This Black History Month, we are honoring Black men and women whose contributions were essential to our history. Meet Mary McLeod Bethune, whose dedication to academics and equality helped expand opportunities at the Red Cross to African Americans.
As the fifteenth of 17 children and the first child born free to former slaves in 1875, Mary McLeod Bethune rose above humble beginnings to become one of the most prominent black educators, civil rights activists, and stateswomen in the first half of the 20th century.
Growing up in rural South Carolina on her parent’s cotton farm, Bethune did not immediately have access to formal education. When a local segregated Presbyterian mission school opened, Mary willingly walked in order to attend. By age 15, Bethune had taken every subject offered at the small mission school. Her enthusiasm for learning led to a sponsorship to attend the Scotia Seminary, a boarding school in North Carolina. After graduating from Scotia Seminary in 1894, Bethune received a scholarship to attend the Moody Bible Institute in Chicago.
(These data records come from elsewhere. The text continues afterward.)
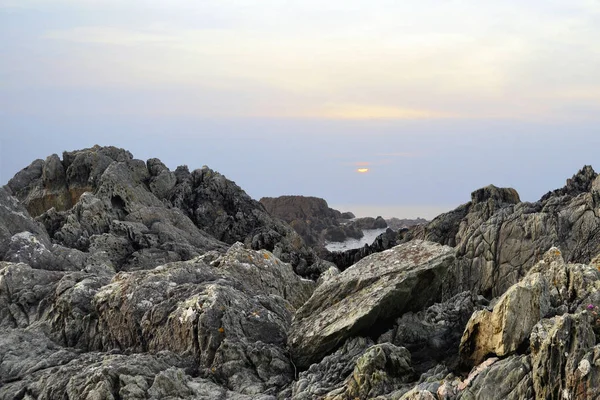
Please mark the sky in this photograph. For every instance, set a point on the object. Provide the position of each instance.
(433, 98)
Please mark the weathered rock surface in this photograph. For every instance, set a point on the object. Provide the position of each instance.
(498, 239)
(312, 218)
(565, 357)
(501, 331)
(137, 282)
(345, 259)
(510, 378)
(433, 335)
(367, 297)
(144, 215)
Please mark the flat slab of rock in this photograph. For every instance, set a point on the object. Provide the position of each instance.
(367, 296)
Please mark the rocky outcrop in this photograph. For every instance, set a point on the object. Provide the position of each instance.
(557, 353)
(498, 239)
(143, 215)
(345, 259)
(404, 223)
(312, 218)
(367, 297)
(433, 335)
(137, 282)
(224, 316)
(501, 331)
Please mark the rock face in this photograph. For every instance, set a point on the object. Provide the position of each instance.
(312, 218)
(137, 282)
(345, 259)
(143, 215)
(367, 297)
(498, 238)
(501, 331)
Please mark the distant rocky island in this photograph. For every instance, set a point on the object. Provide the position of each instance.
(122, 279)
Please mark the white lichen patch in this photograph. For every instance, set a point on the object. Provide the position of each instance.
(584, 367)
(145, 304)
(107, 291)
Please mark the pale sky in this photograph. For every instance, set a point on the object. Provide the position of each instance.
(435, 98)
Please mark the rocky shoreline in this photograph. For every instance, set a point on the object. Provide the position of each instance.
(121, 279)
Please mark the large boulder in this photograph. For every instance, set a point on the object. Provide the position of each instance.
(366, 298)
(510, 379)
(502, 331)
(498, 238)
(565, 357)
(433, 334)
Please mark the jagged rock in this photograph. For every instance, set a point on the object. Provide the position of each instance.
(121, 188)
(345, 259)
(14, 220)
(501, 331)
(404, 223)
(260, 272)
(368, 297)
(572, 286)
(23, 292)
(312, 218)
(380, 370)
(581, 182)
(370, 223)
(509, 379)
(340, 233)
(565, 358)
(498, 239)
(433, 335)
(329, 375)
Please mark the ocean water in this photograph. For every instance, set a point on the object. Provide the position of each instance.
(370, 235)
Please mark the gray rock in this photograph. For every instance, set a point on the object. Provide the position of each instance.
(373, 292)
(380, 370)
(329, 375)
(502, 331)
(561, 350)
(433, 335)
(498, 238)
(509, 379)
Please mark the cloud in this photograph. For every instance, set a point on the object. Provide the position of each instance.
(343, 60)
(110, 36)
During her continued studies, Mary’s passion for learning led her to dedicate her life to the education and betterment of African Americans.
In 1904, Bethune opened the Daytona Literary and Industrial School for Training Negro Girls. Over time, the school grew and merged with the all-male Cookman Institute of Jacksonville, and by 1931, became the Bethune-Cookman College.
As a leader of racial and gender equality, Bethune became president of the National Association of Colored Women’s Clubs in 1924 and a founding president of the National Council of Negro Women in 1935. By 1936, she was serving as an advisor to President Roosevelt and she became the highest ranking African American woman in government when the President named her director of Negro Affairs of the National Youth Administration, making her the first African-American woman to head a federal agency.
As an advisor to the president, Bethune was invited to two American Red Cross wartime conferences to discuss African American representation within the organization. As a result of these conferences, the “Committee on Red Cross Activities with Respect to the Negro” formed. Bethune was one of five committee members who made recommendations on the blood plasma project, the use of African-American staff in overseas service clubs, the enrollment of African-American nurses and the representation of African Americans on local and national Red Cross committees and staff departments.
Thank you, Mary McLeod Bethune, for your meaningful contributions to the Red Cross, the U.S. government and education in the African-American community.